Udall has another nonideological argument to make for reelection. He became New Mexico’s senior senator this year, following Democratic Sen. Jeff Bingaman’s retirement, and Udall also secured a place on the Senate Appropriations Committee. While there are fewer federal dollars to pass around than there used to be, New Mexico still depends on government investment to keep its troubled economy moving, so Udall’s committee seat and his seniority are valuable assets.

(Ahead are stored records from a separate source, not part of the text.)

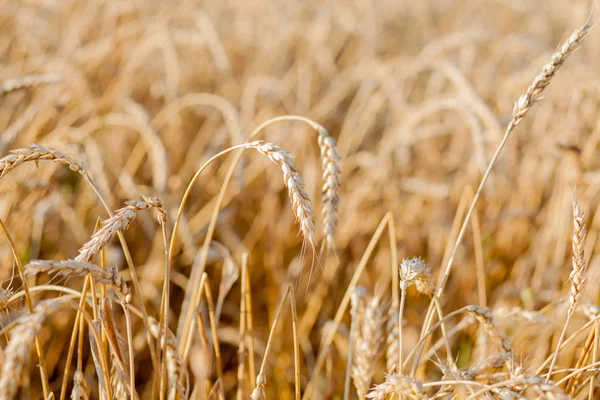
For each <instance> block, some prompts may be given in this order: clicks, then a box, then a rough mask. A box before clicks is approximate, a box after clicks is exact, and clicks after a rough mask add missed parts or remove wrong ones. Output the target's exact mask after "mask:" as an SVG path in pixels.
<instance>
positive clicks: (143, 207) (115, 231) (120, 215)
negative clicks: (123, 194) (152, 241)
mask: <svg viewBox="0 0 600 400" xmlns="http://www.w3.org/2000/svg"><path fill="white" fill-rule="evenodd" d="M142 198H143V201H140V200H130V201H127V202H125V204H126V206H125V207H123V208H120V209H119V210H117V212H116V213H115V215H113V216H112V217H110V218H108V219H106V220H104V221H103V223H102V228H100V229H99V230H98V231H96V232H95V233H94V234H93V235H92V238H91V239H90V240H89V241H88V242H86V243H85V244H84V245H83V246H82V247H81V249H79V255H78V256H77V257H75V261H84V262H89V261H91V260H92V258H94V256H95V255H96V254H97V253H98V252H99V251H100V249H102V248H103V247H104V246H106V245H107V244H108V243H109V242H110V241H111V240H112V239H113V238H114V237H115V235H116V234H117V232H119V231H124V230H126V229H127V228H128V227H129V225H130V224H131V222H132V221H133V219H134V218H135V216H136V213H137V211H140V210H146V209H149V208H155V209H156V210H157V211H158V219H159V222H160V223H161V224H163V223H164V221H166V213H165V210H164V208H163V206H162V203H161V201H160V200H159V199H158V198H156V197H149V196H142Z"/></svg>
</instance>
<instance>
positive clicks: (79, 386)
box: [71, 371, 89, 400]
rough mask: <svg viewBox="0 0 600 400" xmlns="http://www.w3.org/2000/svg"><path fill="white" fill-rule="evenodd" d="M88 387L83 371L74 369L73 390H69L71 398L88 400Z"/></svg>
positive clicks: (77, 399) (73, 398)
mask: <svg viewBox="0 0 600 400" xmlns="http://www.w3.org/2000/svg"><path fill="white" fill-rule="evenodd" d="M88 391H89V389H88V387H87V384H86V383H85V378H84V376H83V372H81V371H76V372H75V374H74V375H73V390H72V391H71V400H88V398H89V397H88Z"/></svg>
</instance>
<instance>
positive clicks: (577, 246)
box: [546, 199, 587, 383]
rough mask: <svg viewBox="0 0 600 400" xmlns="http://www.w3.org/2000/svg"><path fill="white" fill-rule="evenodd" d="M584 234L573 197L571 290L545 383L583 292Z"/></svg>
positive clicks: (580, 212) (582, 224)
mask: <svg viewBox="0 0 600 400" xmlns="http://www.w3.org/2000/svg"><path fill="white" fill-rule="evenodd" d="M586 236H587V228H586V227H585V212H583V211H582V210H581V207H580V206H579V201H577V199H573V245H572V251H573V254H572V262H573V269H572V270H571V274H570V275H569V278H570V279H571V290H570V293H569V310H568V311H567V319H566V321H565V324H564V326H563V330H562V332H561V333H560V336H559V338H558V343H557V345H556V349H555V350H554V355H553V356H552V362H551V363H550V367H548V374H547V375H546V383H547V382H549V381H550V379H551V377H552V370H553V369H554V365H555V364H556V360H557V359H558V353H559V352H560V348H561V346H562V342H563V340H564V338H565V335H566V333H567V327H568V326H569V323H570V322H571V318H572V317H573V313H574V312H575V309H576V308H577V303H578V302H579V297H580V295H581V292H583V289H584V288H585V282H586V280H587V278H586V277H585V266H586V261H585V252H584V247H585V238H586Z"/></svg>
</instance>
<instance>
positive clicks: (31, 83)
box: [0, 73, 62, 96]
mask: <svg viewBox="0 0 600 400" xmlns="http://www.w3.org/2000/svg"><path fill="white" fill-rule="evenodd" d="M61 80H62V75H59V74H52V73H50V74H41V75H28V76H23V77H21V78H13V79H7V80H5V81H3V82H0V96H2V95H6V94H8V93H10V92H14V91H16V90H22V89H35V88H37V87H39V86H42V85H48V84H51V83H57V82H60V81H61Z"/></svg>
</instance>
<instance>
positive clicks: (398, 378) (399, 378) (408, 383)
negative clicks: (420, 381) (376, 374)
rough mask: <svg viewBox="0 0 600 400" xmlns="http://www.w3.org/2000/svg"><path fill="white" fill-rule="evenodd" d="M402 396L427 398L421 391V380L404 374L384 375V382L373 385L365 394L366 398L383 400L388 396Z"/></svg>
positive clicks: (410, 398) (423, 398)
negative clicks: (366, 397) (384, 379)
mask: <svg viewBox="0 0 600 400" xmlns="http://www.w3.org/2000/svg"><path fill="white" fill-rule="evenodd" d="M394 395H396V396H399V397H400V398H402V396H404V397H406V398H409V399H411V400H413V399H414V400H421V399H427V396H425V394H424V392H423V385H422V384H421V382H419V381H417V380H415V379H413V378H410V377H408V376H404V375H391V374H388V375H386V377H385V382H383V383H381V384H379V385H375V387H374V388H373V389H372V390H371V392H370V393H369V394H368V395H367V398H368V399H375V400H384V399H386V398H390V396H394Z"/></svg>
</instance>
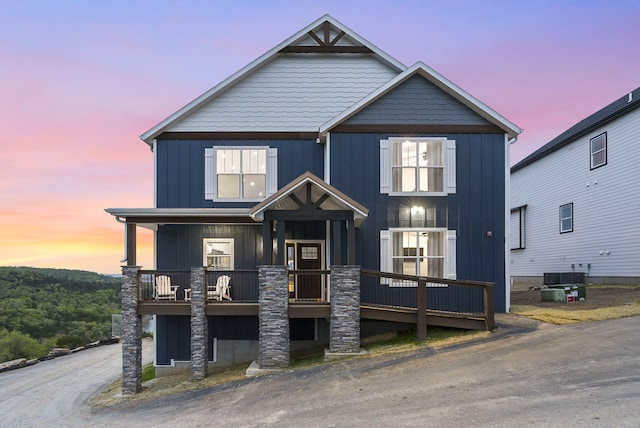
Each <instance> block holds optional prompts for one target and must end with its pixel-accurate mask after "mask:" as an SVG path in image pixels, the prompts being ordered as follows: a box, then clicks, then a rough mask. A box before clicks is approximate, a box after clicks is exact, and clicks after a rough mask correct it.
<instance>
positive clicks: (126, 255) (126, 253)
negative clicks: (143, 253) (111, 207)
mask: <svg viewBox="0 0 640 428" xmlns="http://www.w3.org/2000/svg"><path fill="white" fill-rule="evenodd" d="M116 221H117V222H118V223H121V224H124V257H123V258H122V260H120V263H124V262H126V261H127V260H128V259H129V254H128V253H127V238H128V237H127V221H126V220H122V219H121V218H120V216H116Z"/></svg>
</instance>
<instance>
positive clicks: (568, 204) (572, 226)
mask: <svg viewBox="0 0 640 428" xmlns="http://www.w3.org/2000/svg"><path fill="white" fill-rule="evenodd" d="M566 206H570V207H571V215H570V216H568V217H562V207H566ZM558 214H559V215H558V217H559V219H560V233H561V234H562V233H569V232H573V222H574V216H573V202H570V203H568V204H562V205H560V210H559V213H558ZM568 218H570V219H571V228H570V229H567V230H564V229H563V228H562V220H564V219H568Z"/></svg>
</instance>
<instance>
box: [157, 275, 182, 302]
mask: <svg viewBox="0 0 640 428" xmlns="http://www.w3.org/2000/svg"><path fill="white" fill-rule="evenodd" d="M178 288H180V286H179V285H171V278H169V277H168V276H166V275H160V276H157V277H156V300H176V291H178Z"/></svg>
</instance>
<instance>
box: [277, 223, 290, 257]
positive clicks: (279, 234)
mask: <svg viewBox="0 0 640 428" xmlns="http://www.w3.org/2000/svg"><path fill="white" fill-rule="evenodd" d="M284 232H285V222H284V220H278V221H277V222H276V239H277V243H278V246H277V248H276V264H277V265H283V264H284V258H285V254H286V252H287V249H286V246H285V245H284Z"/></svg>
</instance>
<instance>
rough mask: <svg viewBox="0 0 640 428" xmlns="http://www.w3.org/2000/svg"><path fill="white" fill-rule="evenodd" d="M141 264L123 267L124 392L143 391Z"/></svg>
mask: <svg viewBox="0 0 640 428" xmlns="http://www.w3.org/2000/svg"><path fill="white" fill-rule="evenodd" d="M139 270H140V266H123V267H122V394H123V395H131V394H136V393H138V392H140V391H142V316H141V315H140V314H138V271H139Z"/></svg>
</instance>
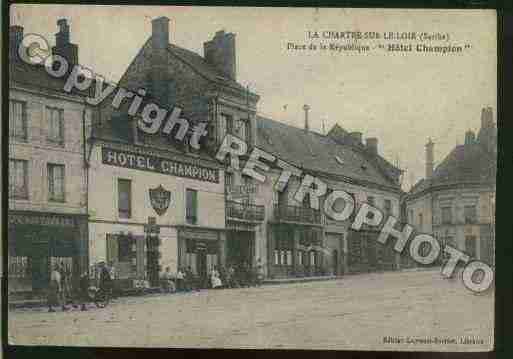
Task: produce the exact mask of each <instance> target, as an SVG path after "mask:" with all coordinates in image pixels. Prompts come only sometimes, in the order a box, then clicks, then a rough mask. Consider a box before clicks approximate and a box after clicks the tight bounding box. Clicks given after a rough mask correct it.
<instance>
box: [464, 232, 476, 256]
mask: <svg viewBox="0 0 513 359" xmlns="http://www.w3.org/2000/svg"><path fill="white" fill-rule="evenodd" d="M465 252H467V254H468V255H469V256H470V257H471V258H476V255H477V250H476V236H465Z"/></svg>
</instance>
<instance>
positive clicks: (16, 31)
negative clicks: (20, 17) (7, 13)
mask: <svg viewBox="0 0 513 359" xmlns="http://www.w3.org/2000/svg"><path fill="white" fill-rule="evenodd" d="M22 40H23V27H21V26H19V25H13V26H11V27H9V59H13V60H14V59H18V58H19V56H18V47H19V46H20V45H21V42H22Z"/></svg>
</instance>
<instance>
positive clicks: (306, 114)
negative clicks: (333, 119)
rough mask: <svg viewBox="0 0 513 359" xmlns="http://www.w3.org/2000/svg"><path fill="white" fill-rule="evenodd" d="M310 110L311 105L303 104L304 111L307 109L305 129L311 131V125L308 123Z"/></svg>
mask: <svg viewBox="0 0 513 359" xmlns="http://www.w3.org/2000/svg"><path fill="white" fill-rule="evenodd" d="M309 110H310V106H308V105H306V104H305V105H304V106H303V111H305V131H309V130H310V125H309V124H308V111H309Z"/></svg>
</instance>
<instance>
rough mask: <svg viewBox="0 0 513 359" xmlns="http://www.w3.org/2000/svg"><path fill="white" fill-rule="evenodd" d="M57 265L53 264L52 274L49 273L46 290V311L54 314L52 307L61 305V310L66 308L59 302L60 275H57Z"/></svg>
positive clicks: (55, 264)
mask: <svg viewBox="0 0 513 359" xmlns="http://www.w3.org/2000/svg"><path fill="white" fill-rule="evenodd" d="M59 269H60V268H59V265H58V264H55V266H54V267H53V270H52V272H51V273H50V286H49V288H48V311H49V312H55V309H53V307H54V306H58V305H59V304H61V305H62V310H66V307H65V306H64V304H63V303H62V301H61V291H62V288H61V274H60V273H59Z"/></svg>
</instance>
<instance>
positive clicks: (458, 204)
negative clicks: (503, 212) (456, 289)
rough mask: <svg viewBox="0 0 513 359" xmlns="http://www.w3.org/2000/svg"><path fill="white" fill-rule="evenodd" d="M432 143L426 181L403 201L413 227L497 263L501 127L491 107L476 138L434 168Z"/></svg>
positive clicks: (428, 153)
mask: <svg viewBox="0 0 513 359" xmlns="http://www.w3.org/2000/svg"><path fill="white" fill-rule="evenodd" d="M434 145H435V144H434V143H433V142H432V141H431V140H429V142H428V143H427V144H426V177H425V178H423V179H421V180H420V181H419V182H418V183H417V184H415V186H413V188H412V189H411V190H410V192H409V193H408V195H407V197H406V199H405V206H406V216H407V221H408V223H409V224H412V225H413V226H414V228H415V229H416V230H418V231H420V232H425V233H430V234H433V235H434V236H435V237H436V238H437V239H439V240H440V241H441V242H442V244H445V243H446V244H451V245H453V246H455V247H457V248H458V249H460V250H462V251H464V252H466V253H467V254H468V255H469V256H470V257H471V258H475V259H480V260H483V261H486V262H487V263H490V264H493V263H494V242H495V233H494V230H495V224H494V223H495V222H494V217H495V188H496V171H497V128H496V126H495V123H494V121H493V112H492V108H491V107H486V108H483V110H482V113H481V128H480V130H479V133H478V135H477V138H476V135H475V133H474V132H473V131H471V130H469V131H467V132H466V133H465V142H464V144H463V145H457V146H456V147H454V148H453V150H452V151H451V152H450V153H449V154H448V155H447V156H446V157H445V158H444V159H443V160H442V161H441V162H440V163H439V165H438V166H436V168H434V160H435V159H434V154H433V151H434Z"/></svg>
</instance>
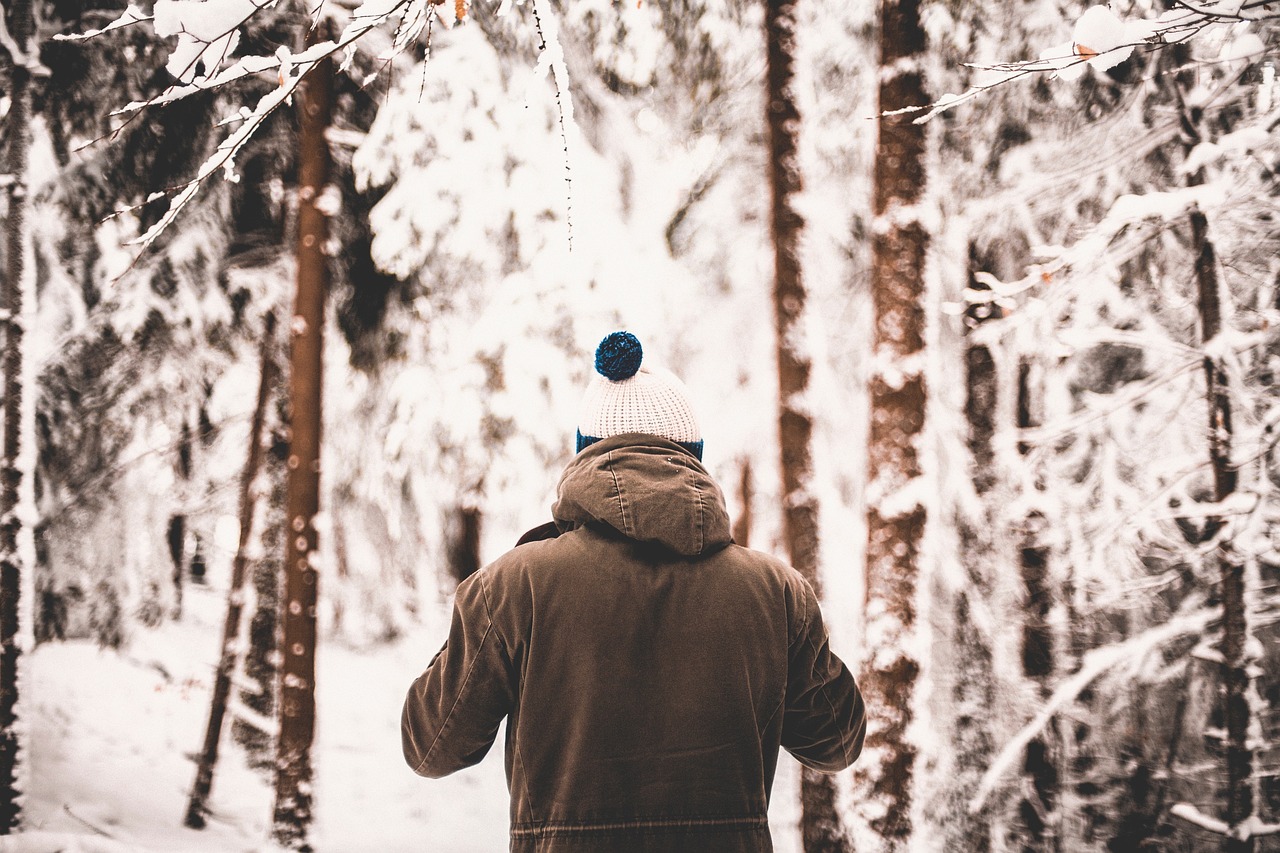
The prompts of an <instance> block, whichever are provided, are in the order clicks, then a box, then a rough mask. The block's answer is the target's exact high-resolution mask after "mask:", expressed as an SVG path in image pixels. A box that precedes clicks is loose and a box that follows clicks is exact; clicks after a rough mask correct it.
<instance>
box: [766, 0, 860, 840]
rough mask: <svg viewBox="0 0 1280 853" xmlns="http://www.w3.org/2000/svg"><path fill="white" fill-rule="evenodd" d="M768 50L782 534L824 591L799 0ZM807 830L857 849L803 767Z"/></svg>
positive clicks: (805, 820)
mask: <svg viewBox="0 0 1280 853" xmlns="http://www.w3.org/2000/svg"><path fill="white" fill-rule="evenodd" d="M764 29H765V41H767V50H768V91H767V95H765V97H767V101H765V114H767V119H768V126H769V188H771V191H772V210H771V225H772V232H773V250H774V266H773V311H774V324H776V329H777V362H778V446H780V452H781V464H782V506H783V510H782V534H783V537H785V538H786V543H787V555H788V557H790V560H791V565H792V566H795V569H796V570H797V571H800V574H803V575H804V576H805V578H806V579H808V580H809V583H810V584H813V587H814V590H815V592H818V594H819V596H820V594H822V584H820V580H819V578H818V500H817V497H815V496H814V493H813V489H812V482H813V459H812V453H810V439H812V434H813V421H812V419H810V418H809V414H808V411H805V410H804V407H803V403H801V400H803V398H804V394H805V392H806V391H808V388H809V368H810V364H809V359H808V356H805V355H804V353H803V352H800V351H799V350H797V348H796V347H795V341H796V338H797V337H799V336H800V334H801V333H803V332H801V325H800V319H801V316H803V315H804V305H805V296H806V293H805V286H804V278H803V275H801V269H800V232H801V231H803V228H804V219H803V218H801V216H800V214H799V213H797V211H796V209H795V197H796V196H797V195H799V193H800V190H801V181H800V164H799V163H797V151H796V134H797V133H799V126H800V111H799V110H797V109H796V104H795V93H794V92H792V90H791V83H792V78H794V77H795V31H796V3H795V0H768V3H767V4H765V13H764ZM800 834H801V836H803V839H804V849H805V853H819V852H822V853H828V852H832V853H838V852H844V850H849V849H850V847H849V840H847V838H846V835H845V831H844V829H842V827H841V825H840V816H838V815H837V813H836V783H835V777H832V776H829V775H824V774H819V772H817V771H813V770H810V768H808V767H801V770H800Z"/></svg>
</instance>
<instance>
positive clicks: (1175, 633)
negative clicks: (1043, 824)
mask: <svg viewBox="0 0 1280 853" xmlns="http://www.w3.org/2000/svg"><path fill="white" fill-rule="evenodd" d="M1216 617H1217V612H1216V611H1212V610H1196V611H1192V612H1189V613H1183V615H1179V616H1175V617H1174V619H1171V620H1170V621H1167V622H1165V624H1164V625H1157V626H1156V628H1151V629H1148V630H1146V631H1143V633H1142V634H1138V635H1137V637H1130V638H1129V639H1126V640H1123V642H1120V643H1114V644H1111V646H1103V647H1102V648H1096V649H1092V651H1089V652H1087V653H1085V654H1084V658H1083V660H1082V661H1080V669H1079V670H1078V671H1076V672H1075V674H1074V675H1071V676H1070V678H1068V679H1066V680H1064V681H1062V683H1061V684H1059V685H1057V689H1056V690H1053V694H1052V695H1051V697H1050V698H1048V701H1047V702H1046V703H1044V707H1043V708H1041V711H1039V713H1037V715H1036V717H1034V719H1033V720H1032V721H1030V722H1028V724H1027V725H1025V726H1023V729H1021V730H1020V731H1019V733H1018V734H1016V735H1014V736H1012V739H1010V740H1009V743H1006V744H1005V745H1004V748H1001V751H1000V753H997V754H996V757H995V758H993V760H992V762H991V766H988V767H987V772H986V774H983V776H982V781H980V783H979V784H978V793H977V794H974V797H973V799H972V800H970V802H969V811H970V812H974V813H977V812H979V811H982V808H983V806H984V804H986V802H987V798H988V797H989V795H991V792H992V790H995V788H996V785H997V784H998V783H1000V780H1001V779H1002V777H1004V776H1005V775H1006V774H1009V772H1010V771H1012V770H1015V768H1016V767H1018V766H1019V762H1020V758H1021V756H1023V751H1024V749H1025V748H1027V744H1029V743H1030V742H1032V739H1034V738H1036V736H1037V735H1039V734H1041V733H1042V731H1043V730H1044V726H1047V725H1048V724H1050V721H1051V720H1052V719H1053V717H1055V716H1057V715H1059V713H1061V711H1062V710H1064V708H1066V706H1068V704H1070V703H1071V702H1074V701H1075V699H1076V698H1078V697H1079V695H1080V693H1082V692H1083V690H1084V689H1085V688H1087V686H1089V685H1091V684H1093V683H1094V681H1096V680H1097V679H1098V678H1101V676H1102V675H1103V674H1106V672H1107V671H1108V670H1115V669H1119V667H1126V669H1128V670H1129V671H1133V670H1137V669H1138V667H1139V666H1140V665H1142V662H1143V660H1144V658H1146V657H1147V656H1148V654H1151V653H1152V652H1155V651H1156V649H1158V648H1161V647H1162V646H1165V644H1167V643H1171V642H1174V640H1176V639H1180V638H1183V637H1187V635H1190V634H1198V633H1202V631H1203V630H1204V629H1206V628H1208V625H1210V624H1211V622H1212V621H1213V620H1215V619H1216Z"/></svg>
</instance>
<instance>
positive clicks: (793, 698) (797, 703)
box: [782, 583, 867, 772]
mask: <svg viewBox="0 0 1280 853" xmlns="http://www.w3.org/2000/svg"><path fill="white" fill-rule="evenodd" d="M801 601H803V611H804V612H803V616H801V619H800V630H799V631H797V633H796V635H795V638H794V639H792V640H791V648H790V656H788V662H787V697H786V707H785V710H783V717H782V745H783V747H786V749H787V751H788V752H790V753H791V754H792V756H795V757H796V758H797V760H799V761H800V763H803V765H805V766H806V767H812V768H814V770H819V771H823V772H836V771H838V770H844V768H845V767H847V766H849V765H851V763H854V760H855V758H858V754H859V753H860V752H861V751H863V738H864V736H865V734H867V713H865V708H864V707H863V694H861V692H860V690H859V689H858V684H856V683H855V681H854V676H852V675H851V674H850V672H849V669H847V667H846V666H845V663H844V661H841V660H840V658H838V657H836V656H835V654H832V652H831V646H829V642H828V637H827V626H826V625H824V624H823V621H822V611H820V610H819V608H818V597H817V596H814V592H813V588H812V587H810V585H809V584H808V583H804V594H803V597H801Z"/></svg>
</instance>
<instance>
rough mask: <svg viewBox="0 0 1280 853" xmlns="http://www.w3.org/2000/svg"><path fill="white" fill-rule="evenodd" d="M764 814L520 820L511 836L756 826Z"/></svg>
mask: <svg viewBox="0 0 1280 853" xmlns="http://www.w3.org/2000/svg"><path fill="white" fill-rule="evenodd" d="M768 821H769V818H768V816H765V815H754V816H742V817H667V818H660V817H659V818H649V820H634V821H600V822H593V821H552V822H545V824H536V825H531V822H529V821H521V822H520V824H516V825H515V826H512V829H511V835H512V838H547V836H549V835H590V834H595V833H617V831H625V830H644V829H698V827H724V829H731V827H759V826H767V825H768Z"/></svg>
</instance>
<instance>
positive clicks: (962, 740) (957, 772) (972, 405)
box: [943, 245, 1001, 853]
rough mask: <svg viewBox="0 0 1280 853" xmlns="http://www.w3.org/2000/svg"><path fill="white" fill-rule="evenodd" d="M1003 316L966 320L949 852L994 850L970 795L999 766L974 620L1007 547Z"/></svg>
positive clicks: (975, 271) (948, 672)
mask: <svg viewBox="0 0 1280 853" xmlns="http://www.w3.org/2000/svg"><path fill="white" fill-rule="evenodd" d="M969 268H970V269H969V277H968V279H969V280H968V287H969V289H972V291H983V289H989V288H988V287H987V286H986V284H983V283H982V282H979V280H978V279H977V278H975V273H978V272H980V270H983V269H986V268H987V265H986V264H984V263H983V260H982V259H980V257H979V254H978V251H977V247H974V246H972V245H970V247H969ZM1000 318H1001V310H1000V307H998V306H997V305H996V304H995V302H979V304H974V305H972V306H969V310H968V313H966V314H965V325H964V328H965V334H966V341H965V406H964V412H965V423H966V425H968V437H966V444H968V448H969V470H970V480H972V483H973V489H974V493H975V494H977V497H978V503H979V506H980V507H982V510H980V515H978V516H977V517H970V516H968V515H966V514H964V512H960V514H959V519H957V524H956V526H957V529H959V534H960V537H959V538H960V549H961V552H960V560H961V562H963V564H964V566H965V574H966V576H968V578H969V583H968V584H966V585H965V587H964V588H961V589H960V590H957V592H956V593H954V596H952V601H951V602H950V611H951V620H950V625H948V628H947V630H948V637H947V648H946V649H945V653H946V654H947V658H946V660H947V663H948V666H947V670H946V671H947V675H946V676H945V678H946V679H947V680H948V681H950V693H951V707H952V708H954V715H955V716H954V719H952V721H951V722H952V731H954V754H955V777H954V780H952V783H951V789H952V795H951V798H950V799H948V802H947V812H946V817H945V824H943V833H945V838H943V847H945V849H948V850H952V849H954V850H968V852H969V853H983V852H984V850H989V849H991V817H992V816H991V811H989V809H987V808H984V809H983V811H980V812H978V813H973V812H970V809H969V802H968V800H969V793H970V792H973V790H975V789H977V785H978V783H979V781H980V780H982V776H983V774H984V772H986V770H987V767H988V766H989V765H991V758H992V752H993V743H992V733H991V721H989V713H991V707H992V704H993V702H995V684H993V678H995V676H993V671H992V670H993V657H992V651H991V647H989V644H988V642H987V639H986V638H984V637H983V635H982V631H979V630H978V626H977V625H975V624H974V620H973V612H972V611H973V601H972V599H974V598H979V599H980V597H982V596H983V594H984V592H986V590H989V589H992V588H993V584H992V581H991V574H992V569H993V567H995V566H997V565H1000V548H998V547H997V543H996V539H995V529H996V523H995V519H993V514H992V511H991V510H989V508H988V507H991V506H992V505H993V502H992V500H991V497H992V496H991V493H992V491H993V489H995V488H996V485H997V482H998V476H997V469H996V451H995V443H993V439H995V435H996V423H997V418H998V402H1000V374H998V370H997V364H996V359H995V355H993V353H992V351H991V347H988V346H986V345H983V343H978V342H975V341H974V339H973V337H972V336H973V333H974V332H975V330H977V329H979V328H980V327H982V325H983V324H984V323H988V321H991V320H998V319H1000Z"/></svg>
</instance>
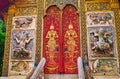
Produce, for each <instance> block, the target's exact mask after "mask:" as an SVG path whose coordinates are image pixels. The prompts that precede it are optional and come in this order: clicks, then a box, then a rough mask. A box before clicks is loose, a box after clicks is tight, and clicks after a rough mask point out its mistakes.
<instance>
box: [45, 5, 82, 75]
mask: <svg viewBox="0 0 120 79" xmlns="http://www.w3.org/2000/svg"><path fill="white" fill-rule="evenodd" d="M43 56H44V57H45V58H46V64H45V69H44V72H45V73H46V74H55V73H66V74H76V73H78V70H77V58H78V56H80V30H79V16H78V14H77V10H76V8H75V7H74V6H72V5H67V6H66V7H65V8H64V9H63V11H61V10H60V9H59V8H58V7H57V6H55V5H54V6H51V7H49V8H48V9H47V11H46V15H45V17H44V25H43Z"/></svg>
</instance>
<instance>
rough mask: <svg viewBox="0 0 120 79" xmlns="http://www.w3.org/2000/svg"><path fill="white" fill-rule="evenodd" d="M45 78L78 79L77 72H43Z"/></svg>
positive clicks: (50, 78)
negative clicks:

Still, Udall’s rise in Congress over the past 25 years corresponds with a general statewide shift toward Democrats. Udall won his first term in the House from the solidly Democratic northern half of the state in 1998, after serving as New Mexico’s attorney general for eight years. But he had run in New Mexico’s 1st District, the longtime swing seat based in Albuquerque, 10 years prior. Udall lost the 1988 election by 4 points against Republican Steven Schiff. “The county was so Republican” that year, Monahan said. “They called it a swing seat but it didn’t swing much.”

It’s not swinging much now, either, though the end result has changed dramatically. Republicans couldn’t even contend in the 1st District when it opened up again last year. Freshman Democratic Rep. Michelle Lujan Grisham won nearly 60 percent of the vote in the district that foiled Udall 24 years earlier. Meanwhile, Obama won by 15 percentage points in 2008 and 10 points in 2012, exemplifying the national trend of growing Democratic advantages in heavily diverse areas.

New Mexico is a majority-minority state and Hispanics are the largest racial group there. Forty percent of New Mexicans are white, compared with 46 percent who are Hispanic. And while minorities’ raw population numbers haven’t yet translated to ballot-box dominance in other heavily Hispanic states—Texas, for example—nearly half of all New Mexico voters were nonwhite in 2012, according to exit polls. They voted Democratic at a 2-to-1 clip and had been steadily moving in that direction for much of the past decade.

“We reached a tipping point in the last five or so years,” Monahan said.

Gov. Susana Martinez, a Republican, contradicts any notion that Republicans can no longer find statewide success in New Mexico. But there is no one on the GOP bench to take on Udall who has Martinez’s charisma or personal appeal. Former state party Chairman Allen Weh, whom Martinez bested easily in the 2010 gubernatorial primary, looks to be Udall’s most likely opponent. But he is not expected to give Udall a major contest unless something changes dramatically.

Udall and his allies might shy from the “liberal” label, but it has more to do with his personal brand of governance than with political necessity. The new New Mexico isn’t a place where that hurts anymore, even with an election coming up. “This is a Democratic state now,” Monahan said.